For these reasons, I respectfully dissent.
Rehearing denied.
HAMLIN, SUMMERS and TATE, JJ., are of the opinion that a rehearing should be granted.. The act provides that no funds dedicated to public school suppoi’t shall be used for such purpose, and it also provides that no funds shall be so used until public school teacher salaries are fully implemented in accordance with the state scale.
. Perhaps the majority’s objection based upon fear of this result could be removed by legislative revision.
As I see it, however, we are not truly faced with such an objection to the act— that the aid to teachers will be so extensive as to amount to relieving schools of their obligation to pay teachers’ salaries and thus constitute an aid to the schools, rather than to the children through the teachers and to the teachers themselves. On their face, the statutes do not constitute such extensive aid. The courts are not faced with this issue now. If in some far distant day they are, through future enlargement of the aid, then is the time to decide that issue, not before ns now, in the context of such future times.

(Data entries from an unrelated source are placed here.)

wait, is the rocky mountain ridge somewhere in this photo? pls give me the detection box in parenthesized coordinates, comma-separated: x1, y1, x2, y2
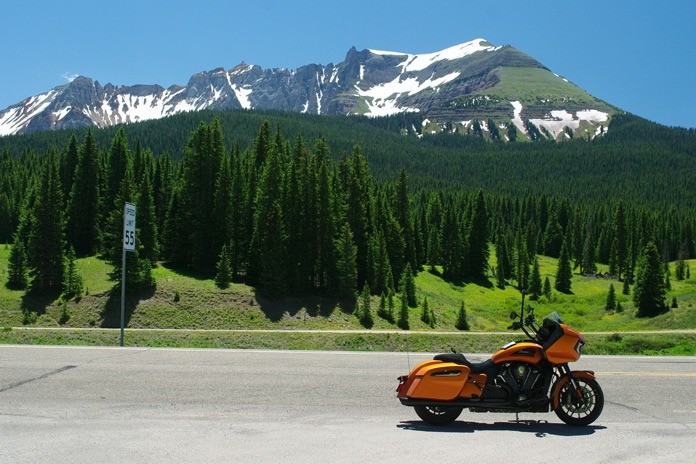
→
(0, 39, 617, 140)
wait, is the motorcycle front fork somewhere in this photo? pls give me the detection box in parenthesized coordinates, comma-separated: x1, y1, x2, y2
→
(558, 363, 584, 402)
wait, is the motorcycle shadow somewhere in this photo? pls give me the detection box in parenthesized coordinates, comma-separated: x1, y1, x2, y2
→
(397, 419, 605, 437)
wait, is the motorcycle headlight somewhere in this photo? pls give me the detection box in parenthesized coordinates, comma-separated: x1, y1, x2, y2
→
(575, 340, 585, 355)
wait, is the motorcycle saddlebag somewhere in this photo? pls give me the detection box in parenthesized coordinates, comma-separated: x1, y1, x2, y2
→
(406, 362, 470, 401)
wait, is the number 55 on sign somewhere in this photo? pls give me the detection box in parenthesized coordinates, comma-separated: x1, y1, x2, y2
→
(123, 203, 136, 251)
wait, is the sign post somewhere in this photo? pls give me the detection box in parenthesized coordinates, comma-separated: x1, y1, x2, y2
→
(121, 202, 136, 347)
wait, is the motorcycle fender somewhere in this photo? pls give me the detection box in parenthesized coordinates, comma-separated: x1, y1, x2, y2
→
(551, 370, 596, 410)
(406, 363, 470, 401)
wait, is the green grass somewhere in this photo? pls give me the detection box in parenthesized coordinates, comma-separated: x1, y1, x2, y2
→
(1, 243, 695, 354)
(1, 328, 694, 356)
(485, 67, 614, 112)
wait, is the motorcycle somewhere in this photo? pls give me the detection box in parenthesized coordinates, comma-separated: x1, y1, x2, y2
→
(396, 300, 604, 426)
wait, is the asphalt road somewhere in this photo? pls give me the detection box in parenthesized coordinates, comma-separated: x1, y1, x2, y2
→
(1, 346, 695, 463)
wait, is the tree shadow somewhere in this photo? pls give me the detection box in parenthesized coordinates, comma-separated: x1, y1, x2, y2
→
(100, 285, 156, 328)
(20, 289, 61, 316)
(254, 290, 356, 322)
(159, 262, 213, 281)
(465, 276, 494, 289)
(397, 419, 605, 437)
(437, 274, 493, 289)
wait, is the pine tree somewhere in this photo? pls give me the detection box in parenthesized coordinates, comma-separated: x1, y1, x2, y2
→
(622, 278, 631, 295)
(455, 301, 470, 331)
(62, 246, 83, 299)
(614, 200, 629, 279)
(581, 225, 597, 275)
(368, 231, 394, 295)
(507, 122, 517, 142)
(59, 134, 79, 208)
(496, 260, 506, 289)
(102, 129, 131, 234)
(616, 301, 623, 313)
(66, 129, 100, 256)
(664, 269, 671, 291)
(543, 213, 564, 258)
(400, 263, 417, 307)
(397, 290, 410, 330)
(542, 276, 552, 299)
(420, 296, 431, 325)
(555, 237, 572, 293)
(315, 151, 336, 291)
(440, 206, 463, 281)
(529, 256, 542, 300)
(633, 242, 666, 317)
(675, 253, 686, 281)
(250, 142, 287, 297)
(215, 244, 232, 289)
(136, 171, 159, 266)
(212, 151, 233, 267)
(58, 300, 70, 325)
(7, 235, 29, 289)
(466, 190, 489, 279)
(378, 292, 388, 320)
(395, 169, 417, 272)
(358, 284, 374, 328)
(27, 158, 65, 292)
(570, 207, 583, 269)
(335, 223, 357, 300)
(515, 232, 530, 293)
(605, 284, 616, 311)
(344, 146, 372, 288)
(671, 297, 678, 308)
(386, 290, 396, 323)
(176, 121, 222, 272)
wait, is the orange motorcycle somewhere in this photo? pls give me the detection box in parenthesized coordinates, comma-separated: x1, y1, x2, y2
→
(396, 303, 603, 426)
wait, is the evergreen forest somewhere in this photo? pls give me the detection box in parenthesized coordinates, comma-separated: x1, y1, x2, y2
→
(1, 110, 694, 330)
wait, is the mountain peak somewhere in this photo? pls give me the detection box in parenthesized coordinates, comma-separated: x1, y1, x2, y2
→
(0, 39, 616, 139)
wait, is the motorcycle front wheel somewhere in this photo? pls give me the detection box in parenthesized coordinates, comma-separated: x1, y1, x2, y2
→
(554, 377, 604, 426)
(414, 405, 463, 426)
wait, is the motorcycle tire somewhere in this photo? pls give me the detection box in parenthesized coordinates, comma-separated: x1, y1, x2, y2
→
(554, 377, 604, 426)
(414, 405, 463, 426)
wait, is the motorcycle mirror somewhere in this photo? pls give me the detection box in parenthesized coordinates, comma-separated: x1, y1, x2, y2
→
(510, 311, 518, 320)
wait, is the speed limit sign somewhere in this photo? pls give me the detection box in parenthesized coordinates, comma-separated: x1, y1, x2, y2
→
(123, 203, 136, 251)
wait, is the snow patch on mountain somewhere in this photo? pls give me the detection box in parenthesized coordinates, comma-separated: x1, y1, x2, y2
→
(510, 101, 527, 135)
(52, 106, 72, 121)
(370, 38, 498, 72)
(528, 109, 610, 139)
(531, 110, 579, 138)
(0, 90, 59, 136)
(231, 84, 253, 109)
(356, 72, 459, 116)
(577, 109, 608, 122)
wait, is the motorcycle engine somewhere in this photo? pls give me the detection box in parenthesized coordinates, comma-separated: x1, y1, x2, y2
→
(497, 362, 544, 402)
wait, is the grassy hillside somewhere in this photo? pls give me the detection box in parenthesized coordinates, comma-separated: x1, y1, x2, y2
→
(490, 67, 614, 111)
(1, 244, 694, 333)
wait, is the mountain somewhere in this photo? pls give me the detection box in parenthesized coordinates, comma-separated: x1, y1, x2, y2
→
(0, 39, 617, 139)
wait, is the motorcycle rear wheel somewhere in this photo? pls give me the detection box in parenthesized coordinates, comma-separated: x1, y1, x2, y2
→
(554, 377, 604, 426)
(414, 405, 463, 426)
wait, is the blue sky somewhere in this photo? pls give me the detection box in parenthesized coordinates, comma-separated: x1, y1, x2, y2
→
(1, 0, 693, 127)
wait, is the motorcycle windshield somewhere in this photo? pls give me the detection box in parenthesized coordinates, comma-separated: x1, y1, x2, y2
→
(543, 311, 564, 324)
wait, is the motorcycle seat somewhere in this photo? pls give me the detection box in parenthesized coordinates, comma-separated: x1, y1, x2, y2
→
(433, 353, 494, 374)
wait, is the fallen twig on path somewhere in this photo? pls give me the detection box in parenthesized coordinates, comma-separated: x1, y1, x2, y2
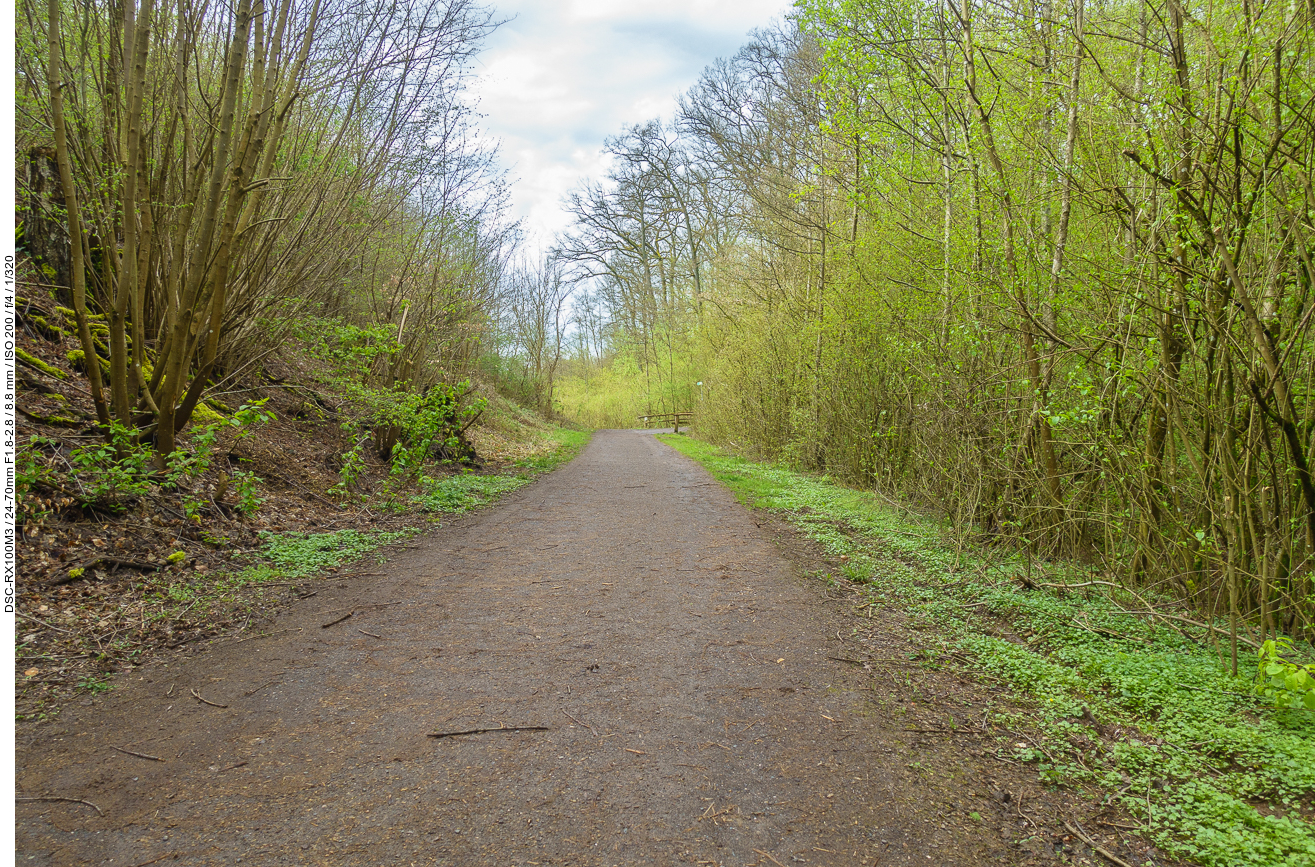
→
(244, 681, 278, 697)
(358, 629, 382, 638)
(16, 795, 103, 816)
(1016, 791, 1037, 828)
(1064, 821, 1135, 867)
(189, 688, 228, 709)
(1098, 820, 1145, 831)
(111, 746, 164, 762)
(699, 803, 735, 821)
(561, 709, 596, 735)
(427, 725, 550, 739)
(315, 600, 415, 626)
(130, 852, 180, 867)
(753, 848, 787, 867)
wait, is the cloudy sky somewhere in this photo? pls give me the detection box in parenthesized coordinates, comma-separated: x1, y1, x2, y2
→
(471, 0, 793, 250)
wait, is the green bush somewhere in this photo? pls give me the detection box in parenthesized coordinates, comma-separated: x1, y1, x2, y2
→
(1258, 638, 1315, 712)
(67, 422, 154, 509)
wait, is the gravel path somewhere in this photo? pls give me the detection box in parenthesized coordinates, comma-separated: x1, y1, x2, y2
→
(17, 431, 1001, 866)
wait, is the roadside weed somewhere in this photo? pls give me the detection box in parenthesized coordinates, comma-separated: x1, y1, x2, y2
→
(251, 528, 420, 581)
(77, 675, 112, 695)
(410, 473, 529, 513)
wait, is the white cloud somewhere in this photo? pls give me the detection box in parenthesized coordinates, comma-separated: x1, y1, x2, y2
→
(471, 0, 791, 248)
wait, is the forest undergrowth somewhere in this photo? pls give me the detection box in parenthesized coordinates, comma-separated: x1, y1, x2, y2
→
(661, 434, 1315, 867)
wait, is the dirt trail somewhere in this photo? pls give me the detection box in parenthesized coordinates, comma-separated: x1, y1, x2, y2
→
(17, 431, 1023, 866)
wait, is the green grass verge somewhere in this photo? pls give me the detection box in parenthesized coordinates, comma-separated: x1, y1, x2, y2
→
(234, 527, 422, 585)
(406, 426, 590, 512)
(660, 433, 1315, 867)
(513, 426, 592, 471)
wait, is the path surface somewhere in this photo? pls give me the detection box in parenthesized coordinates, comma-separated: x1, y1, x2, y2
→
(17, 431, 999, 866)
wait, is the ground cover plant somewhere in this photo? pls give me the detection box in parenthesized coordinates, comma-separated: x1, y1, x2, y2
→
(660, 434, 1315, 867)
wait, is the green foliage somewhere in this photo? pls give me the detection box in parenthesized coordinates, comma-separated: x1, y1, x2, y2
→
(76, 675, 112, 695)
(17, 400, 274, 516)
(408, 472, 529, 513)
(383, 426, 586, 513)
(167, 400, 273, 489)
(383, 381, 487, 459)
(295, 315, 487, 475)
(1258, 638, 1315, 712)
(199, 529, 230, 546)
(232, 470, 265, 515)
(181, 496, 204, 523)
(295, 319, 400, 379)
(67, 422, 154, 509)
(251, 528, 420, 581)
(514, 428, 591, 471)
(661, 435, 1315, 867)
(16, 437, 55, 523)
(330, 424, 373, 498)
(555, 343, 697, 430)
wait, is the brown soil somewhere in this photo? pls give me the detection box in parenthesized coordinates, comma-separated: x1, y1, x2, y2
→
(16, 431, 1162, 866)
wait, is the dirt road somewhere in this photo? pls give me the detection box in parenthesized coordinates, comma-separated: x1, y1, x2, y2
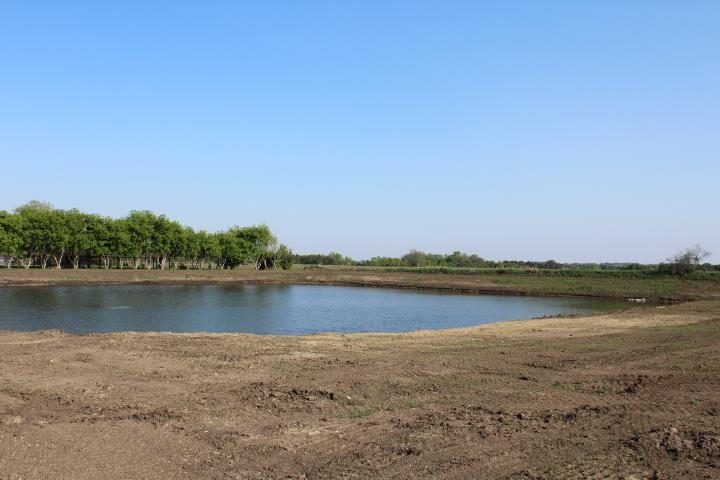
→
(1, 300, 719, 479)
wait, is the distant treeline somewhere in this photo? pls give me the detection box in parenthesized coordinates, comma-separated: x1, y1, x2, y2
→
(3, 201, 715, 278)
(0, 201, 291, 270)
(295, 248, 720, 278)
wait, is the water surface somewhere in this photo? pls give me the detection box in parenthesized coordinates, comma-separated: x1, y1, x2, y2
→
(0, 284, 628, 334)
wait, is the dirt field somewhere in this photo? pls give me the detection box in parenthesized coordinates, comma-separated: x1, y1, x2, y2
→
(1, 290, 719, 479)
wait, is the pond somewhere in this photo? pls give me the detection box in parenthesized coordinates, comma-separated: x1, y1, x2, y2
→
(0, 284, 629, 335)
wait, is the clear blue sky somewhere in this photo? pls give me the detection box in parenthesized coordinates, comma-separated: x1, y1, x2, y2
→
(1, 1, 718, 262)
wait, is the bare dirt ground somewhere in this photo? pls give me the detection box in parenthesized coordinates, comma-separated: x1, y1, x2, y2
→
(1, 297, 719, 479)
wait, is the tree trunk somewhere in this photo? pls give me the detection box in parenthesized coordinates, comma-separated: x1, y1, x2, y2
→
(53, 250, 65, 269)
(19, 252, 35, 269)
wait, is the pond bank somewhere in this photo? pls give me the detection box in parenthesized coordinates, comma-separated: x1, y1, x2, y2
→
(0, 267, 717, 301)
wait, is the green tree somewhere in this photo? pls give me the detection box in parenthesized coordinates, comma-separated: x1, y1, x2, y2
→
(152, 215, 184, 269)
(43, 209, 69, 269)
(294, 252, 353, 265)
(402, 250, 427, 267)
(125, 211, 156, 269)
(14, 205, 67, 269)
(2, 201, 292, 271)
(666, 245, 712, 274)
(181, 227, 200, 269)
(268, 243, 293, 270)
(91, 216, 119, 269)
(197, 230, 221, 270)
(217, 230, 242, 269)
(237, 225, 275, 269)
(14, 200, 54, 213)
(107, 218, 134, 269)
(0, 211, 23, 268)
(65, 209, 98, 269)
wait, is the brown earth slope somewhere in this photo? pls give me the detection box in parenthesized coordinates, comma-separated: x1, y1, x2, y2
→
(1, 300, 719, 479)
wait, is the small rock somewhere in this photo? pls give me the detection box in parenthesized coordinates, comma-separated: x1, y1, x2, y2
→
(662, 428, 686, 456)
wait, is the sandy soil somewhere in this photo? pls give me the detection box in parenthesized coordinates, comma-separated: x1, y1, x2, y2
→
(1, 298, 719, 479)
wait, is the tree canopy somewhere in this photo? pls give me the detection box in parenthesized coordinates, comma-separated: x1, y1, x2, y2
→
(662, 244, 712, 274)
(0, 201, 292, 270)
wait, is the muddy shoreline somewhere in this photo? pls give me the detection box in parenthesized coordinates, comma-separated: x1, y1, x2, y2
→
(0, 277, 632, 301)
(0, 268, 703, 302)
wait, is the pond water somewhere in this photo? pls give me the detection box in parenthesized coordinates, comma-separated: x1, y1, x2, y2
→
(0, 284, 628, 335)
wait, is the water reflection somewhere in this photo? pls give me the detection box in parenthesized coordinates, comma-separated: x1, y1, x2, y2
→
(0, 285, 628, 335)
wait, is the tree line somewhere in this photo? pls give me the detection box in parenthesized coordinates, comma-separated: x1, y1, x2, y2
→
(0, 201, 292, 270)
(295, 249, 574, 269)
(296, 246, 717, 276)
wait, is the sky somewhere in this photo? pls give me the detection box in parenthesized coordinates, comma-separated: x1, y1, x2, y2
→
(1, 1, 718, 263)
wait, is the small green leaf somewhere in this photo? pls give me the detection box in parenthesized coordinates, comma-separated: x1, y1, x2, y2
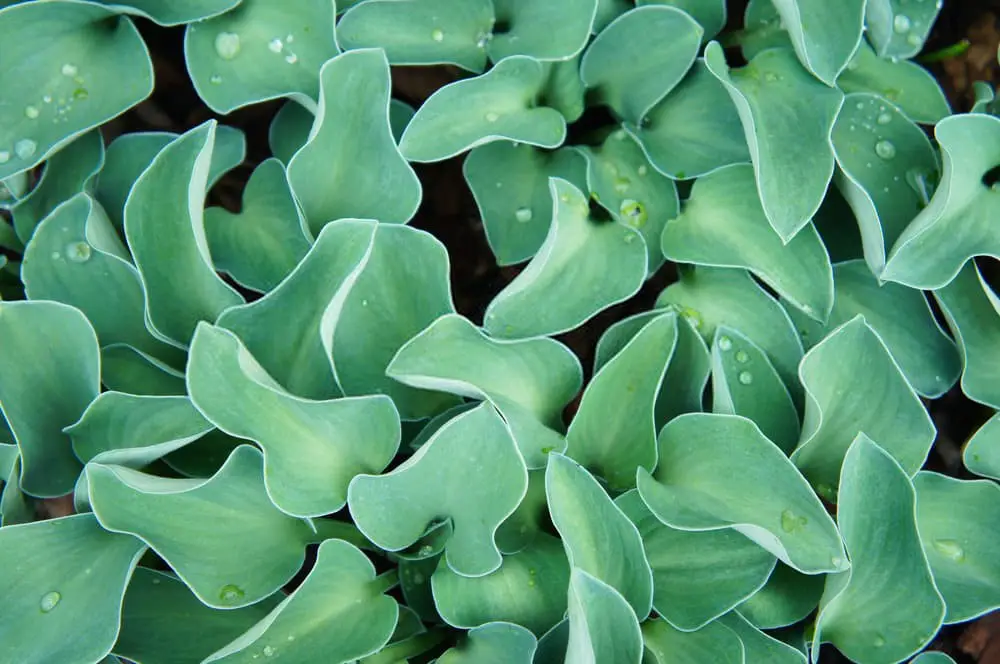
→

. Arguments similar to those advanced here were long ago rejected by this court in Borden v. Louisiana State Board of Education, 168 La. 1005, 123 So. 655, 660-661 (1929) and Cochran v. Louisiana State Board of Education, 168 La. 1030, 123 So. 664 (1929). In upholding the distribution of free textbooks to the children of the state, whether in private (including religious) or public school, we pointed out that such grant was for a public purpose, in that it was for a valid governmental aim — education; and that it was the furnishing of books to the children, not to the school.